RE: Lightweight method for testing database backup processes

From: Matthew Parker <dimensional.dba_at_comcast.net>
Date: Mon, 21 Aug 2017 12:03:10 -0700
Message-ID: <012f01d31ab0$22f69cf0$68e3d6d0$_at_comcast.net>



You pull them from Glacier and you test them like anything else.  

I was part of the team on the initial design of Glacier at Amazon. One the big issues we were dealing with was bit rot on cheap commodity sata drives versus. We had determined even with implementing the Reed-Solomon algorithms like tape has that we would need to read the data on disk every 11 days to ensure it was not going bad or already bad. In the tape world we only needed to read the tape every 6 months.  

How often do you read your backups (ie test to ensure they are good). If you are not then you are simply rolling the dice and hoping for a lucky 7 instead of coming up snake eyes.  

Specifically for check validate or any command substructure you wish to run in RMAN doesn’t test the equivalent of an actual restore.  

I have had systems that missed writing a block whether it was an Oracle bug or a hardware bug in the RAID Controller or the SAN. The block that is in the system will pass RMAN VALIDATE, but when you actually perform the restore and roll through the archive logs you have a recovery failure as the redo thread that needs to be applied to that block fails with an row level apply mismatch an the backup is basically worthless beyond that point.  

No current tool from Oracle or any Backup Vendor solves the problem from a missing write. I would prefer if the solution could detect from the undo/redo stream that a write was missing instead f actually performing the restore, we will never have that without a restore as just as a restore requires the disk space of the database it would require memory equivalent of the database to work. Only real testing will discover that or similar mismatches in the block.  

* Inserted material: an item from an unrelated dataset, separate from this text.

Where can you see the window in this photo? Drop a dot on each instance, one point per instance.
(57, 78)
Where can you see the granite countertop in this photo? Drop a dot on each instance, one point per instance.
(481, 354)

Most of your disk based backup systems are not verifying the backup after initial write to ensure overall integrity. I can’t tell you how many sans and backup appliances where the admins have turned off disk scrubbing because it was affecting the performance of the system and therefore there really is no real testing with the backup suite itself.          

Matthew Parker

Chief Technologist

Dimensional DBA

425-891-7934 (cell)

D&B 047931344

CAGE 7J5S7
<mailto:Dimensional.dba_at_comcast.net> Dimensional.dba_at_comcast.net

<http://www.linkedin.com/pub/matthew-parker/6/51b/944/> View Matthew Parker's profile on LinkedIn

<http://www.dimensionaldba.com/> www.dimensionaldba.com
   

From: Mladen Gogala [mailto:gogala.mladen_at_gmail.com] Sent: Monday, August 21, 2017 11:37 AM
To: Matthew Parker <dimensional.dba_at_comcast.net>; nenad.noveljic_at_vontobel.ch; cstephens16_at_gmail.com; oracle-l_at_freelists.org Subject: Re: Lightweight method for testing database backup processes  

I am not working with tapes much these days, mostly with the things like Glacier, cheap remote storage like Isilon or a combination of both. So, backups are kept less than a week on the primary site, around a month on the Isilon and almost forever in the Amazon Glacier. Every modern backup suite has a built-in verification mechanism, which can verify whether backup is good or not. You can also run "restore validate" on a regular schedule. I don't see a big science here. I have restored a TB sized database from Glacier, no problems at all. There are also non-rman mechanisms like SRDF, HUR and SnapVault which can be used for backing up databases. At the last stage, a file backup of the snapshot is performed and stored to the Glacier, to meet regulatory obligations. How do you propose to validate those, on a weekly basis?

Regards  

On 08/21/2017 02:25 PM, Matthew Parker wrote:

I have to disagree with you, in most organizations it is not a DR test. A DR test servers a different purpose than ensuring that your backups and processes are good by testing them on a regular basis..  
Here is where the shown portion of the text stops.